Mayekar sees huge opportunities for scientific innovation in the near future. “There’s never been, certainly in our lifetimes, as much funding available for the commercialization of science,” he said, citing recent federal legislation including the Inflation Reduction Act, the Infrastructure Investment and Jobs Act, and the CHIPS Act.
“Here at the Polsky Center at UChicago, what has us excited is the advances and the companies that are going to be built in quantum and data science, in clean energy and life science. When you match the entrepreneurial talent that we have at the University with the fundamental research that’s happening here in the labs, with the type of funding that’s coming from the federal government, that will really catalyze more private sector investment.”
To Mayekar, the “commercialization of science” holds great potential—and the Polsky Center occupies a vital role in promoting it. “You think about some of the fundamentals that we have to deal with as a society around ethical and responsible AI. Inequality. How we tackle climate change,” he said. “All of these require breakthroughs in science-based innovation. That’s what universities do, especially what places like UChicago do. And that’s what our job is at the Polsky Center is: to really help build up that ecosystem so that innovation can have the impact that we all want to see in the world on those major issues of our time.”
He emphasized that those goals exist alongside the other mission areas of the Polsky Center, including revitalizing local business. “The South and West Sides in Chicago, they’ve seen disinvestment for far too long, for decades, and inequality is one of those fundamental issues that we as a society have to tackle,” he said.
“It doesn’t matter…if you’re running a small business that’s going to have a few locations or if you’re running a big data company or a science-based venture and you’re located here in the neighborhood. We’re going to help both those kinds of entrepreneurs, and we want them to be successful because they’ll create jobs, they’ll hire locally, and they’ll help catalyze that flywheel that we need to see happening with the local economy here on the South Side.”

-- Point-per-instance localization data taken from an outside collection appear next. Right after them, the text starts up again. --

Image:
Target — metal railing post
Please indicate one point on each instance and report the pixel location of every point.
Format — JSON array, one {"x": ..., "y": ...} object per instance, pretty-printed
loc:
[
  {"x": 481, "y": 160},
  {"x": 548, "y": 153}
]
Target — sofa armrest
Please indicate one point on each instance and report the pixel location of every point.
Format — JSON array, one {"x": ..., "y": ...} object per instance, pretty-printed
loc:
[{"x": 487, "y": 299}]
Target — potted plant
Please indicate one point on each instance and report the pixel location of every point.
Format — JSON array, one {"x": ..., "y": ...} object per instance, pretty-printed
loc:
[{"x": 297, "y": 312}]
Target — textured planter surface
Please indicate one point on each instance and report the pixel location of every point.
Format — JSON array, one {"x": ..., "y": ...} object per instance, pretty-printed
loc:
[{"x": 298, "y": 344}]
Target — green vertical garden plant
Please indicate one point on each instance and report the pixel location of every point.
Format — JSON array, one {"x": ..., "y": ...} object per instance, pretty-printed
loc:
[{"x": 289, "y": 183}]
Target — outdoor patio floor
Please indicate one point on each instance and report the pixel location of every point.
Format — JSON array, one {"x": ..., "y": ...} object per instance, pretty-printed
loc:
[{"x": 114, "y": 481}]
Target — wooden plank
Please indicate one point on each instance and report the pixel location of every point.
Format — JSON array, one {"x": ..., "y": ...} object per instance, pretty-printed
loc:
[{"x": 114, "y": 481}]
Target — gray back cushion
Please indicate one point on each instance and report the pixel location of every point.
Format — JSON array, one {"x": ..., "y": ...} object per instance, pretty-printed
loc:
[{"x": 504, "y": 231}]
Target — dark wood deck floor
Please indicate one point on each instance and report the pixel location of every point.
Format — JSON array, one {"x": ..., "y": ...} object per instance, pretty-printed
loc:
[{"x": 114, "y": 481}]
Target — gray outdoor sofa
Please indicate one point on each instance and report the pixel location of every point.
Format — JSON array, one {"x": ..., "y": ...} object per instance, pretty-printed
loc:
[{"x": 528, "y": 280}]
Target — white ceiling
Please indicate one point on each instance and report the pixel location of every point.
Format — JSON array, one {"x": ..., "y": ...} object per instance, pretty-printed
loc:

He highlighted Hyde Park Labs, a new multipurpose science facility on Harper Avenue north of 53rd Street that is scheduled to open in late 2024, as an example of the new spaces that can help communities. He added that creating jobs on the South Side is another priority, noting that the soon-to-open Obama Presidential Center offers “a real swell of economic growth potential.”
Mayekar, a Northwestern graduate, highlighted other institutions in and around Chicago as potential partners. “Historically in Chicago, our big flagship institutions haven’t always found the right way to collaborate with each other. But recently, when places like Northwestern and UChicago and the University of Illinois system and others work together, that’s when you win things like the Chan Zuckerberg Biohub that has come to Chicago,” he said, referring to a new biomedical research center that combines the three universities’ resources. “I see that being a really positive force for all of us in Chicago.”
Mayekar’s short-term priorities include “making sure we are finding more capital to support our startup ecosystem and making sure that if you’re trying to build a company, that capital isn’t a barrier to you,” he said. “Number two is ensuring that entrepreneurs have the space they need to be successful.”